Reclaim page cache of RDB file (#11248)

# Background The RDB file is usually generated and used once and seldom used again, but the content would reside in page cache until OS evicts it. A potential problem is that once the free memory exhausts, the OS have to reclaim some memory from page cache or swap anonymous page out, which may result in a jitters to the Redis service. Supposing an exact scenario, a high-capacity machine hosts many redis instances, and we're upgrading the Redis together. The page cache in host machine increases as RDBs are generated. Once the free memory drop into low watermark(which is more likely to happen in older Linux kernel like 3.10, before [watermark_scale_factor](https://lore.kernel.org/lkml/1455813719-2395-1-git-send-email-hannes@cmpxchg.org/) is introduced, the `low watermark` is linear to `min watermark`, and there'is not too much buffer space for `kswapd` to be wake up to reclaim memory), a `direct reclaim` happens, which means the process would stall to wait for memory allocation. # What the PR does The PR introduces a capability to reclaim the cache when the RDB is operated. Generally there're two cases, read and write the RDB. For read it's a little messy to address the incremental reclaim, so the reclaim is done in one go in background after the load is finished to avoid blocking the work thread. For write, incremental reclaim amortizes the work of reclaim so no need to put it into background, and the peak watermark of cache can be reduced in this way. Two cases are addresses specially, replication and restart, for both of which the cache is leveraged to speed up the processing, so the reclaim is postponed to a right time. To do this, a flag is added to`rdbSave` and `rdbLoad` to control whether the cache need to be kept, with the default value false. # Something deserve noting 1. Though `posix_fadvise` is the POSIX standard, but only few platform support it, e.g. Linux, FreeBSD 10.0. 2. In Linux `posix_fadvise` only take effect on writeback-ed pages, so a `sync`(or `fsync`, `fdatasync`) is needed to flush the dirty page before `posix_fadvise` if we reclaim write cache. # About test A unit test is added to verify the effect of `posix_fadvise`. In integration test overall cache increase is checked, as well as the cache backed by RDB as a specific TCL test is executed in isolated Github action job.

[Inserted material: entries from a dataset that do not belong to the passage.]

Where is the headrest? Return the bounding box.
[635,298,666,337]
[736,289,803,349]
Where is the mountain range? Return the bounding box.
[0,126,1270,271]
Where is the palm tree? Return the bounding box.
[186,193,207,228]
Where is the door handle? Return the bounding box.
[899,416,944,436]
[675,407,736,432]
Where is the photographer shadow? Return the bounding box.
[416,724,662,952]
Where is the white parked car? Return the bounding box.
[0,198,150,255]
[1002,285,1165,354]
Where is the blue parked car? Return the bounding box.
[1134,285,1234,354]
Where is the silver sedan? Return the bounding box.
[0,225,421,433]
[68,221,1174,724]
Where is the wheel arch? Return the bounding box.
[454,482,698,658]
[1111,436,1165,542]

author: Tian <skylypig@gmail.com> 2023-02-12 15:23:29 +0800
committer: GitHub <noreply@github.com> 2023-02-12 09:23:29 +0200
commit: 7dae142a2ebf909a63df13e5813c073c79be521f (patch)
tree: 28df352d6c4711a669acf171d5a07319528474df /.github
parent: 5c3938d5cc08b42acc99f314d92f9e0d5671f96e (diff)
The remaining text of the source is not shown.